Q3: Practices varied. At one time I made a number of trips on the NYC from New York to Buffalo; the first conductor lifted my ticket and placed a Buffalo seat check in the clip, and successive conductors simply glanced at it in passing. On Western transcontinentals the first conductor lifted the entire ticket, including coupons for later segments of the trip, and "pouched" it, placing it in a brown envelope which bore a serial number on the envelope and repeated on a perforated stub attached to the flap, which he tore off at the perforation and handed back to the passenger. Nobody asked to see a ticket for the rest of the trip. The envelope containing the rest of the ticket was returned to the passenger shortly before arrival at the passenger's destination. I assume the conductor wrote the seat or room number on the envelope, so there was no need for successive conductors to disturb the passenger.

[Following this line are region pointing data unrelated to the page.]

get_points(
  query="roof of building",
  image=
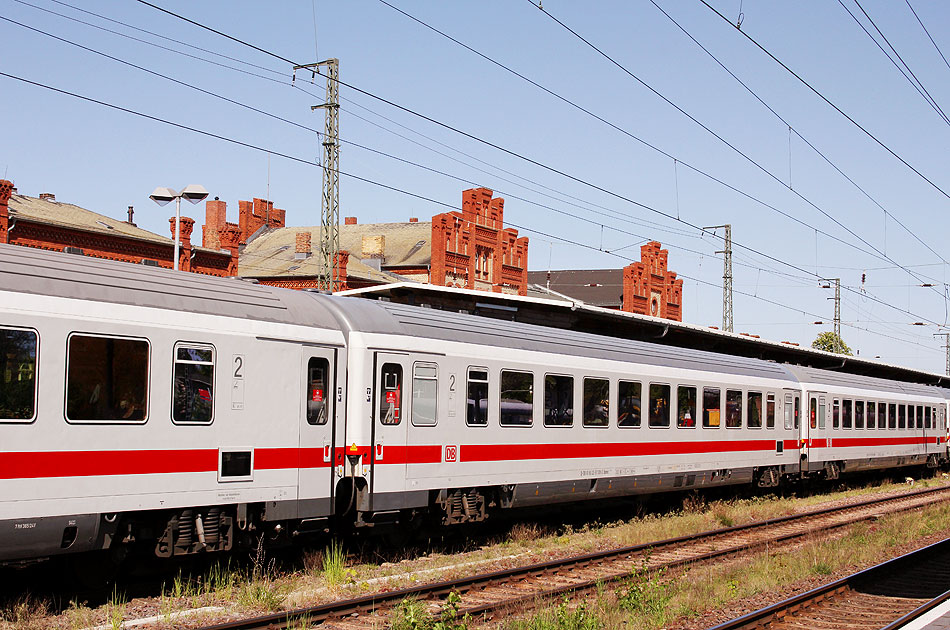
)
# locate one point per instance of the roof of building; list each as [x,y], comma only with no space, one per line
[273,252]
[71,216]
[597,287]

Q4: A friend of mine used to travel regularly from New York to somewhere in Vermont on the Rutland (a very long time ago); upon arrival at Troy at oh-dark-30 the crew would flip on all the lights and walk through the coaches, loudly calling out TROY, TROY! THIS STATION IS TROY! I believe something of the sort happened in many places.
  by Gilbert B Norman
 
Although the lifting procedures noted by Mr. Ex Con were largely correct, some roads, UP notably, afforded Coach passengers the same privilege as were Pullman by lifting and pouching tickets once on the journey. Thus the C&NW Conductor at Omaha was "not exactly" the Rutland counterpart Mr. Ex Con notes.
  by GWoodle
 
west point wrote: Sat Dec 12, 2020 2:17 am With all the paperwork how could a conductor keep track of what the engineer was doing ? Or for that matter even now on Amtrak ? Thinking of 188 and Talgo in Washington.

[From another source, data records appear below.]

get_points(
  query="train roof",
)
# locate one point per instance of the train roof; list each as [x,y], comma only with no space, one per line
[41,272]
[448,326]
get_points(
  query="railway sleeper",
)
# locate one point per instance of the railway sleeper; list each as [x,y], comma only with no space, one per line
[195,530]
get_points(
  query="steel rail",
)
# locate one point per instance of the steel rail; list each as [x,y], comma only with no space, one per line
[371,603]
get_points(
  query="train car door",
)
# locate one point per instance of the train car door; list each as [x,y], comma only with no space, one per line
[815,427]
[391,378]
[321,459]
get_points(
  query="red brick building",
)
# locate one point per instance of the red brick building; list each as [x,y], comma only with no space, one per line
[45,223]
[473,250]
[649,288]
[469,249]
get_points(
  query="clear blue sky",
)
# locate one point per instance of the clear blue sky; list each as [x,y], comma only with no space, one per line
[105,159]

Most of the time there would also be a fireman in the cab of the diesel. Both would work together to read signals & roadside signs. Train orders were given to both engine crew & conductor. Even today there is huge debate over having 2 engine crew or not. Not sure when dead man switch first appeared in cabs for engineer to press.
  by ExCon90
 
Gilbert B Norman wrote: Sat Dec 12, 2020 9:15 am Although the lifting procedures noted by Mr. Ex Con were largely correct, some roads, UP notably, afforded Coach passengers the same privilege as were Pullman by lifting and pouching tickets once on the journey. Thus the C&NW Conductor at Omaha was "not exactly" the Rutland counterpart Mr. Ex Con notes.

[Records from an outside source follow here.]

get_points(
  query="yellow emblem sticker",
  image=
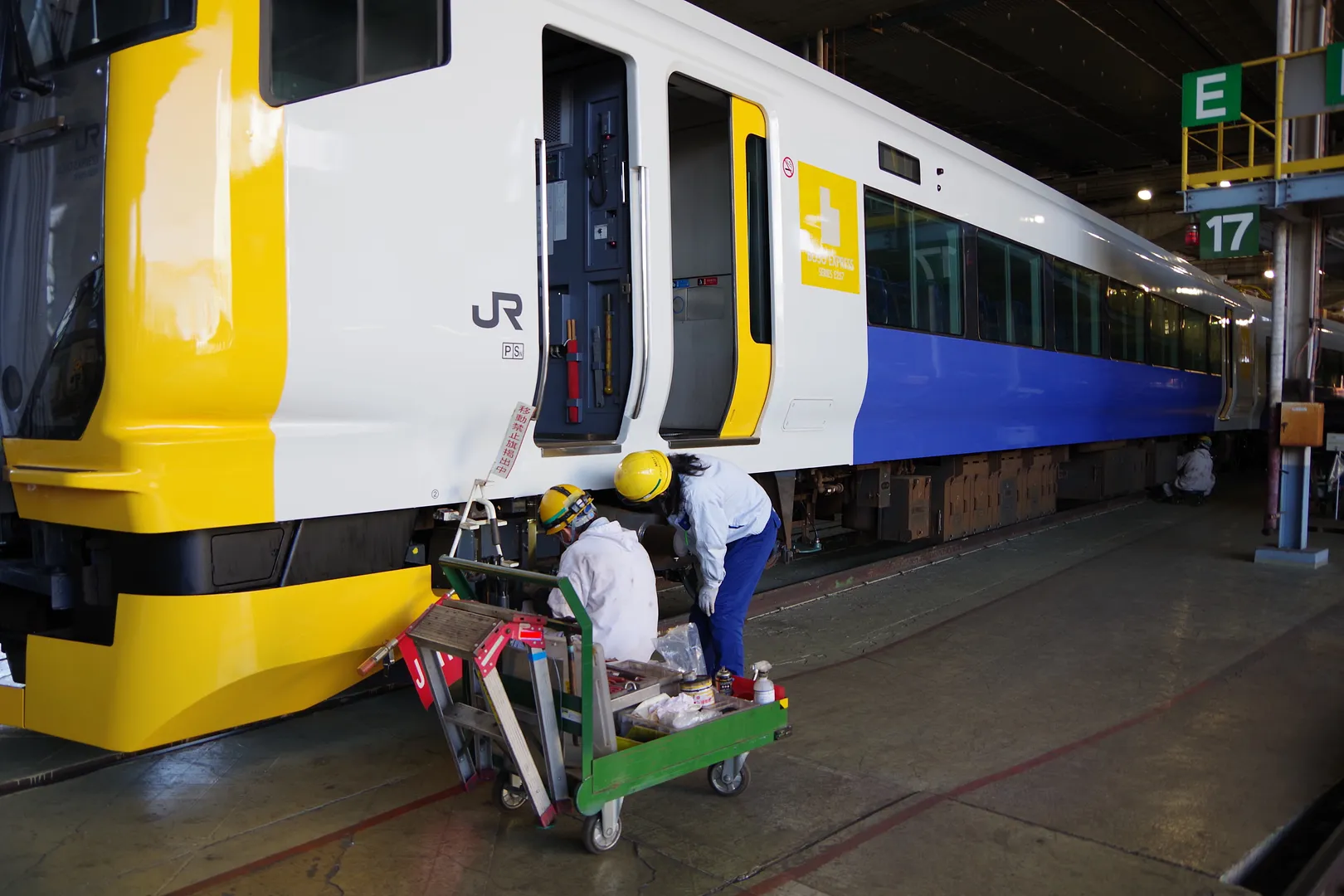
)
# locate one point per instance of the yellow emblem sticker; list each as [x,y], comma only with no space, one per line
[828,218]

I guess I didn't make it clear that I was thinking of both coach and Pullman passengers when speaking of the Western transcontinentals. They were a different world. For one thing, since all seats were reserved, the conductor knew where every passenger was getting off, and passengers destined to the next stop were discreetly approached and informed that their stop was coming up.
  by ExCon90
 
GWoodle wrote: Sat Dec 12, 2020 12:44 pm
west point wrote: Sat Dec 12, 2020 2:17 am With all the paperwork how could a conductor keep track of what the engineer was doing ? Or for that matter even now on Amtrak ? Thinking of 188 and Talgo in Washington.
Most of the time there would also be a fireman in the cab of the diesel. Both would work together to read signals & roadside signs. Train orders were given to both engine crew & conductor. Even today there is huge debate over having 2 engine crew or not. Not sure when dead man switch first appeared in cabs for engineer to press.
Also, the conductors, being fully qualified, remained "situationally aware" while doing paperwork; if the train slowed down or speeded up at an unusual place they would sense it without looking up.